Und wenn wir uns fragen, wie wir die Seligpreisungen denn erfüllen können, wie wir die Bergpredigt leben können. Die Latte liegt ja schon sehr hoch! – Nur aus der Gnade Gottes!
Hier schließt sich der Kreis. Die guten Werke können wir auch nur mit Gottes Hilfe, mit seinem Gnadenbeistand vollbringen.
Das zeigt sich, wenn wir die Seligpreisungen einmal umgekehrt lesen. Ja, das kann man. Sie sind aufgebaut wie eine Gleichung in der Mathematik.
„Selig, die arm sind vor Gott“ – also „selig werden sein, die vor Gott arm sind“ kann ich auch lesen als „Wer selig ist, ist auch arm vor Gott.“ Oder: „Selig, die Frieden stiften“ kann auch gelesen werden als: „Wer selig ist, stiftet Frieden“.

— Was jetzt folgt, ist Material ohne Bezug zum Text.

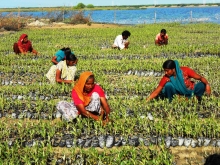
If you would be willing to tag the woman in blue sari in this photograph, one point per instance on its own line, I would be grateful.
(177, 80)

Wer also selig, das heißt: bei Gott ist, wer Anteil an ihm hat, der wird keine Gewalt anwenden, der wird barmherzig sein u.s.w.
So zeigen die Seligpreisungen auch, dass Kontemplation und Aktion einander bedingen und ergänzen. Aus dem Sein bei Gott, aus dem Gebet, aus der Stille, kommt die Aktion, kommen die guten Werke als Frucht.
Umgekehrt führt mich die barmherzige Tat, das Tun im Sinne Gottes, zu ihm selbst, in seine Gegenwart hinein.
Das haben die Heiligen aller Zeiten getan, und das ist es auch, was wir tun sollten: Ja zu den unendlichen Gnaden Gottes sagen, die uns ganz unverdient, allein aus seiner Liebe heraus, zukommen. Ja sagen, indem wir mit unserem Bemühen um gute Werke an unseren Nächsten antworten. Und umgekehrt: unsere Entscheidung, unseren Willen zum Guten ganz in der Gnade Gottes zu begründen.
Allerseelen-Ablass
Alle Verdienste aller Heiligen aller Zeiten bilden einen unendlichen Schatz, den Gott an all seine Kinder verteilen will. Denn es ist in der überreichen Fülle Gottes genug für alle da.
Und diesen thesaurus, diesen Schatz, dürfen wir in Anspruch nehmen, für uns – und in diesen Tagen besonders für unsere lieben Verstorbenen. Der Ablass, die Tilgung der zeitlichen Sündenstrafen, greift auf diesen Schatz an Verdiensten zurück.
Nützen Sie bitte diese segensreiche Möglichkeit, den Verstorbenen zu helfen, die ja nichts mehr für sich selber tun können. Aber wir können es: Indem wir ihnen zwischen Allerheiligen und dem Oktavtag am 8. November einen Ablass zukommen lassen.
Die Bedingungen sind: eine gute Beichte (eine genügt für mehrere Ablässe), die entschiedene Abkehr von jeder Sünde, der Besuch eines Friedhofs oder einer Kirche mit Gebet von Vaterunser und Glaubensbekenntnis, der Empfang der heiligen Kommunion und das Gebet auf die Meinung des Papstes (Vaterunser und Ave Maria).
Bitte denken Sie an dieses Werk der Barmherzigkeit, das im Übrigen auch Ihre Verdienste vermehrt. So kann der Schatz der Kirche immer weiter wachsen.